Jacob Magid is The Times of Israel's US bureau chief

War cabinet minister Benny Gantz gives a statement on January 4, 2024. (Courtesy)
War cabinet minister Benny Gantz gives a statement on January 4, 2024. (Courtesy)

War cabinet minister Benny Gantz says Prime Minister Benjamin Netanyahu is responsible for last night’s security cabinet meeting bashing of the IDF chief of staff by right-wing ministers.

The security cabinet meeting was intended to discuss planning for the next phases of Israel’s campaign against Hamas and the administration of Gaza following the war, but ended in a loud and angry dustup between ministers and military brass after right-wing ministers cried foul over IDF Chief of Staff Herzi Halevi’s plan for the army to probe its own mistakes.

Asserting that Netanyahu is culpable for the ugly scene, and implying that the prime minister should have intervened to stop the dustup, Gantz says in a video statement that it is now on the premier to correct the mistake “and to choose between unity and security or politics.”
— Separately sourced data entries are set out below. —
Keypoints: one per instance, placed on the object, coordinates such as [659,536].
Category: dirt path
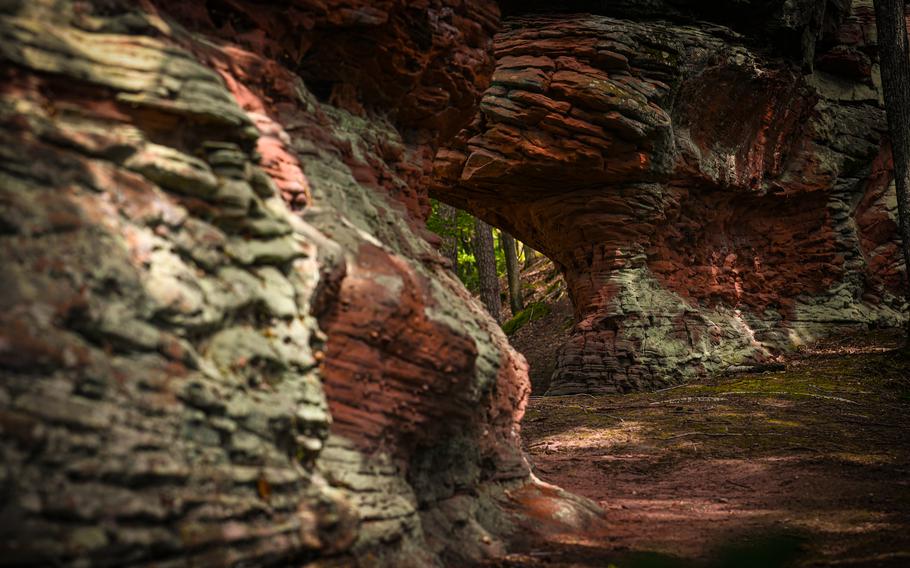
[806,467]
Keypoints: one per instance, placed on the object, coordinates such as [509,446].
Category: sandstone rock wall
[223,338]
[708,199]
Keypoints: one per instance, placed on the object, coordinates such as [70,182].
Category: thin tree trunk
[512,271]
[530,255]
[449,216]
[485,255]
[894,54]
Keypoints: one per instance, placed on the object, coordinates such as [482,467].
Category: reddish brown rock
[224,340]
[708,205]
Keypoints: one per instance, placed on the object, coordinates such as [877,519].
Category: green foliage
[532,313]
[463,232]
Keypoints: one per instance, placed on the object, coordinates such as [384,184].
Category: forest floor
[809,466]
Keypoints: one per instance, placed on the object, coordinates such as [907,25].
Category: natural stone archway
[223,338]
[709,204]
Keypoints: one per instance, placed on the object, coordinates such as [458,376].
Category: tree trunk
[530,255]
[512,271]
[449,216]
[894,54]
[485,255]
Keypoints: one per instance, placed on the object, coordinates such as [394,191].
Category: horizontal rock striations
[708,203]
[223,339]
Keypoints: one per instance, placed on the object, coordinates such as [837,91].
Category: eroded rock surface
[223,337]
[708,202]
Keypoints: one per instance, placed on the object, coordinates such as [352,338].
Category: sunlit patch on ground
[807,467]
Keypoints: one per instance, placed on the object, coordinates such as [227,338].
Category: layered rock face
[223,337]
[708,201]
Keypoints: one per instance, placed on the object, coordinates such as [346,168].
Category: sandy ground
[803,467]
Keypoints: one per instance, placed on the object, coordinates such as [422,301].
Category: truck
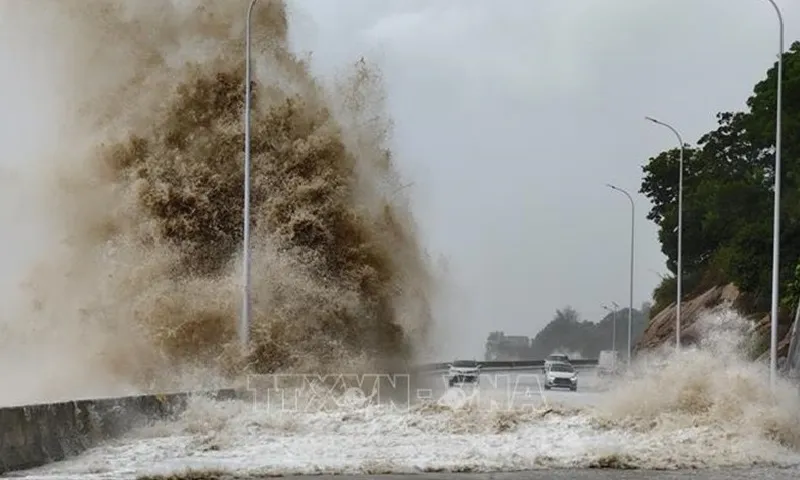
[608,363]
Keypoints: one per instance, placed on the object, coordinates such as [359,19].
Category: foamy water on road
[704,408]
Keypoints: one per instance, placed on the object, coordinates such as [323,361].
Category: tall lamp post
[244,321]
[630,293]
[776,219]
[678,274]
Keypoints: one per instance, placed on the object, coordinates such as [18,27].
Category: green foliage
[727,199]
[566,332]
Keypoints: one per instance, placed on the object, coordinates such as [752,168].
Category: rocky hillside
[661,329]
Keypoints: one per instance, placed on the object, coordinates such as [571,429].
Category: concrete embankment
[34,435]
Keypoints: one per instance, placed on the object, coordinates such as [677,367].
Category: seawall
[34,435]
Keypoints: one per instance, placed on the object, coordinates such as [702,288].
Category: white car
[463,371]
[554,358]
[561,375]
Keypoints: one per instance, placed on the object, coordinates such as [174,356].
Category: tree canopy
[728,198]
[567,333]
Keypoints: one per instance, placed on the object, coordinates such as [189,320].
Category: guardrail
[504,365]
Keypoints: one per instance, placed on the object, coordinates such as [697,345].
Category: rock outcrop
[661,328]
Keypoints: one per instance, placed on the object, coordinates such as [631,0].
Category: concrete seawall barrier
[34,435]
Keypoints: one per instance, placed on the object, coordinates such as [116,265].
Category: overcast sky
[512,115]
[510,118]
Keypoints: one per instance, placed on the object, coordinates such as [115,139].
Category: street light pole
[630,309]
[679,273]
[244,322]
[776,218]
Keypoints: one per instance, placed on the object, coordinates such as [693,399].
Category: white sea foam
[705,407]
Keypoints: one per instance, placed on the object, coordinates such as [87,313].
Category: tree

“The cabinet was supposed to discuss strategic processes that will affect the continuation of the campaign and our security in the future. That didn’t happen, and the prime minister is responsible for that,” said Gantz. “It is his responsibility to fix this, and to choose — between unity and security or politics. If what is important now is security and unity, then we need to hold the essential meeting on the continuation of the fighting, and soon.”

Gantz conceded that ministers are supposed to ask questions and challenge the information provided to them by security chiefs at cabinet meetings, but “what happened yesterday was a politically motivated attack in the middle of a war.”

“I have participated in many cabinet meetings. Such conduct has never occurred and must not occur,” he asserts.

Defense Minister Yoav Gallant, Prime Minister Benjamin Netanyahu and IDF chief Herzi Halevi, October 23, 2023. (Kobi Gideon / GPO)

Gantz goes on to defend Halevi’s decision to appoint a panel to probe the military’s failures ahead of October 7 to better prepare the IDF for fighting against Hezbollah.

In the process, the National Unity chairman — who agreed to join the government on an interim basis days after the war’s outbreak — appears to take a swipe at Netanyahu who has refused to admit any culpability in what unfolded on October 7.

“It is good that the chief of staff, who knew how to take responsibility after the October 7 disaster, is taking responsibility and establishing a team that will produce operational lessons for the continuation of the fighting. This is his duty,” Gantz says.

“There is no doubt that after the war, a state commission of inquiry will be established to deal with everything that happened up to October 7, at all levels. But its main [focus] should be [the government’s role] and not on military operational matters. This is what the Israeli public demands, and above all — this is what it needs,” Gantz adds.

National Security Minister Itamar Ben Gvir leads a faction meeting of his far-right Otzma Yehudit party, at the Knesset in Jerusalem, on January 1, 2024. (Yonatan Sindel/Flash90)

Hardline lawmakers fumed over Halevi’s reported decision to have former defense minister Shaul Mofaz sit on the panel probing the IDF’s pre-October 7 failures due to his involvement in the 2005 withdrawal from Gaza.

But some of the criticism appeared motivated by fears that an IDF probe into its responsibility for October 7 would also look into the government’s role or at the very least would lead to pressure for lawmakers to conduct the same type of investigation.

Netanyahu has insisted that such a probe can only take place after the war is over, as critics claim he is buying time in order to remain in office.